Penggunaan bahan bakar hidrogen berpotensi menjadi alternatif yang lebih ekonomis dibandingkan bensin. PT PLN (Persero) bahkan mengklaim biaya operasional kendaraan hidrogen bisa lebih rendah jika memanfaatkan sumber daya yang ada.
Darmawan Prasodjo, Direktur Utama PLN, menjelaskan bahwa kelebihan produksi hidrogen dari proses pendinginan pembangkit listrik dapat dimanfaatkan. Selama ini, PLN menggunakan elektrolisis air untuk menghasilkan hidrogen sebagai pendingin. Namun, produksinya seringkali melebihi kebutuhan.
"Kebetulan pembangkit kami di PLN butuh pendingin, nah pendinginnya itu apa? Hidrogen. Maka kami nyetrum air untuk dapat hidrogen, untuk mendinginkan pembangkit kami. Eh salah hitung, produksinya 200 sekian ton yang dipake 75 ton. 128 tonnya menjadi excess supply," kata Darmawan dalam sebuah acara di Jakarta, Selasa (15/4/2025).
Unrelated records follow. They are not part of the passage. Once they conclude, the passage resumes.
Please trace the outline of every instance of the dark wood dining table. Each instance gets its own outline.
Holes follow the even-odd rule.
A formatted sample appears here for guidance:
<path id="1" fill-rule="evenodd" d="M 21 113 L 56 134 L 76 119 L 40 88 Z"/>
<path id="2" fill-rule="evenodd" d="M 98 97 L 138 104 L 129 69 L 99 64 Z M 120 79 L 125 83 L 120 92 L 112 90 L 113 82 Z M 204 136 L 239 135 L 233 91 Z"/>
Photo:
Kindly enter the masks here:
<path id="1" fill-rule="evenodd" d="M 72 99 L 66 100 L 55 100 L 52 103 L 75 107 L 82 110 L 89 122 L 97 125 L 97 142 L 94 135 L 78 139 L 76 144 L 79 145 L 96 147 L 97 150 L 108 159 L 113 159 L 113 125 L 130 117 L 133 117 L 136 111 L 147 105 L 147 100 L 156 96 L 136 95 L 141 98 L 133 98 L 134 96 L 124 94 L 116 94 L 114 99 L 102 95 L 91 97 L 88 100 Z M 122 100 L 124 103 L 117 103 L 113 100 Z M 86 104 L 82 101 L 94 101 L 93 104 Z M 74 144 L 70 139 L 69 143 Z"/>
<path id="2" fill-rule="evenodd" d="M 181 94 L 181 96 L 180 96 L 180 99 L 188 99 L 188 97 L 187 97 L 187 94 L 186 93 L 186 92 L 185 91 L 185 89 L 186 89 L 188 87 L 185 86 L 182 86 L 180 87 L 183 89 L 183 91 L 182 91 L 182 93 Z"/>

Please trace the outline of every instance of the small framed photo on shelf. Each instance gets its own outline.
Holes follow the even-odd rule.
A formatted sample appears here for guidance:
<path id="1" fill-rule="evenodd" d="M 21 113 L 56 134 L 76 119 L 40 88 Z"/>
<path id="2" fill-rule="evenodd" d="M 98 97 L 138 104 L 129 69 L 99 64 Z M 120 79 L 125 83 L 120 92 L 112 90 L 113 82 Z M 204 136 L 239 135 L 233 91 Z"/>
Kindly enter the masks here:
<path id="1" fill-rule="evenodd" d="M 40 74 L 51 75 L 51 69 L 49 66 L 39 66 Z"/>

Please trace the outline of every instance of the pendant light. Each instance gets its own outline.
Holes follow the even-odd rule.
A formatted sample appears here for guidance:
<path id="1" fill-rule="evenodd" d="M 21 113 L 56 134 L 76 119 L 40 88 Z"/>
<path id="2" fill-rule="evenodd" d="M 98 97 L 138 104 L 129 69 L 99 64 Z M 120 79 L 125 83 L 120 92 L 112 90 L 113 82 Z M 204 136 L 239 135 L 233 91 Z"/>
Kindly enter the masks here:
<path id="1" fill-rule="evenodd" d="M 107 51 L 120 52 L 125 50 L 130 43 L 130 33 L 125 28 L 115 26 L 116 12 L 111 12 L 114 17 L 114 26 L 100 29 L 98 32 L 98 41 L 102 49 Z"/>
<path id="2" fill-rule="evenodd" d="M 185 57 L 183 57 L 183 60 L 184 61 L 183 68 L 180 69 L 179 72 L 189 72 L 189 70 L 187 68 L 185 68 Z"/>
Pemanfaatan hidrogen berlebih ini, menurut Darmawan, akan membuat biaya operasional mobil hidrogen menjadi lebih murah. Ia memberikan perbandingan biaya per kilometer antara mobil bensin, mobil listrik, dan mobil hidrogen.
"Perbandingannya seperti ini, satu kilometer mobil Innova kalau menggunakan bensin biayanya 1.300 per kilometer. Kalau pakai mobil listrik, kalau home charging biayanya sekitar 300 per kilometer. Kalau pakai SPKLU harganya Rp 550 per kilometer. Kalau pakai hidrogen dari PLN, karena ini excess supply. Tidak ada investasi pembangkit, tidak ada investasi elektrolisis, ini hanya Rp 550 per kilometer," jelasnya.
"Jadi lebih murah daripada bensin karena hidrogennya setengah gratis. Kalau tidak ya dibuang ke udara," imbuhnya.
Namun, Darmawan juga mengakui bahwa jika hidrogen diproduksi dari pembangkit baru yang didedikasikan untuk itu, biayanya akan sedikit lebih mahal, meskipun masih kompetitif dengan bensin.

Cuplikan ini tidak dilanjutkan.